Researchers from Paderborn University, the Physikalisch-Technische Bundesanstalt (PTB), the National Metrology Institute of Germany, the Politecnico di Torino, Italy, and the Istituto Nazionale di Ricerca Metrologica (INRiM), Italy’s national metrology institute, have investigated sequential infiltration synthesis in nanostructured polymers.
In doing so, they want to increase the likelihood of characterizing material properties at the smallest scale. Future computer chips, energy conversion and storage techniques, and molecular sieves, will all require materials with structures in the range of just a few nanometers. The study’s results have now been featured as the cover article in ACS Applied Polymer Materials.
The team at Paderborn led by researcher Prof. Jörg Lindner works with nanostructured block copolymers, which are interlinked polymer chains that can “self-organize” into regular patterns, facilitating a wide range of applications.
Controlling the self-organization of block copolymers has advanced rapidly in recent years.
Our ability to control the self-organization of block copolymers has made rapid progress in recent years.
Dr. Jörg Lindner, Professor, Nanostructuring - Nanoanalytics - Photonic Materials, Paderborn University
To continue this progress, nondestructive techniques for characterizing material properties must be expanded as part of a larger initiative comprising co-authors from partner institutions INRiM, Politecnico di Torino, and PTB.
Block copolymers enable future-oriented processes for further miniaturizing next-generation microelectronic components by enabling the development of incredibly small structures on semiconductor surfaces.
Dr.

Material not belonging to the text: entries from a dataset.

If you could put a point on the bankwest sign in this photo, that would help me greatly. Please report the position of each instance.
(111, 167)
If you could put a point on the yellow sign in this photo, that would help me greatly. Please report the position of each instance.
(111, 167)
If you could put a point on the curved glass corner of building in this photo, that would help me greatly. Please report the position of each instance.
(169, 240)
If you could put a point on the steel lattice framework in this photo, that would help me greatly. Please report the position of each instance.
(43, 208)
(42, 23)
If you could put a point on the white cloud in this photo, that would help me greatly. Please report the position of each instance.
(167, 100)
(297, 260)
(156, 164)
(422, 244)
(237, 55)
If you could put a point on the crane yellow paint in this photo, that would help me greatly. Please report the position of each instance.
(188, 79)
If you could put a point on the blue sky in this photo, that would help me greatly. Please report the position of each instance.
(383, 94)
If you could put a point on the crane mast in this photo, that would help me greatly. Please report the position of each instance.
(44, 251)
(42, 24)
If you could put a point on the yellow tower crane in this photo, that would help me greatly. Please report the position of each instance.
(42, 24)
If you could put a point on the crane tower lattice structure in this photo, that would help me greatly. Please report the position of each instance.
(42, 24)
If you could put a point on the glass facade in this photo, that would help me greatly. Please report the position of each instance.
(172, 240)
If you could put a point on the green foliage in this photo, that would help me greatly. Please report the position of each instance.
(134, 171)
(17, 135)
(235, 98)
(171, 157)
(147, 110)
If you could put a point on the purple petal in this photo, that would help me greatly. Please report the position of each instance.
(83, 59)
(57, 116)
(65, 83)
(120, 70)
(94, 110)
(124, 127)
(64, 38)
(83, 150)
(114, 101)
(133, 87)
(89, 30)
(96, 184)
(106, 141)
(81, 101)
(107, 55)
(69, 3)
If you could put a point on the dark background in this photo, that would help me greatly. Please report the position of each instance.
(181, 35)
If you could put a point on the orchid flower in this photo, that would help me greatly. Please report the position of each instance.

Lindner stated, “The structure sizes that can be achieved here are limited only by the length of the polymer chains, so they can be even smaller than the structures that are laboriously produced through conventional techniques. The advances in miniaturization also create a need for new measurement methods and size standards so that smaller structures can be analyzed.”
“Block copolymers can help here, too—but only after the chemical differences between the involved polymer types are increased by selectively modifying one of the polymers. Selectively integrating aluminum oxide using sequential infiltration synthesis makes it possible to create nanostructures that can be used to test these new measurement processes,” Dr. Lindner concluded.
The projects 16ENV07 AEROMET and 19ENV08 AEROMET II provided funding for a part of this study. These projects have funding from the European Union’s Horizon 2020 research and innovation program in addition to the EMPIR program, which is co-financed by the Participating States.
Cara, E., et al. (2023) Developing Quantitative Nondestructive Characterization of Nanomaterials: A Case Study on Sequential Infiltration Synthesis of Block Copolymers. ACS Applied Polymer Materials. doi:10.1021/acsapm.2c02094.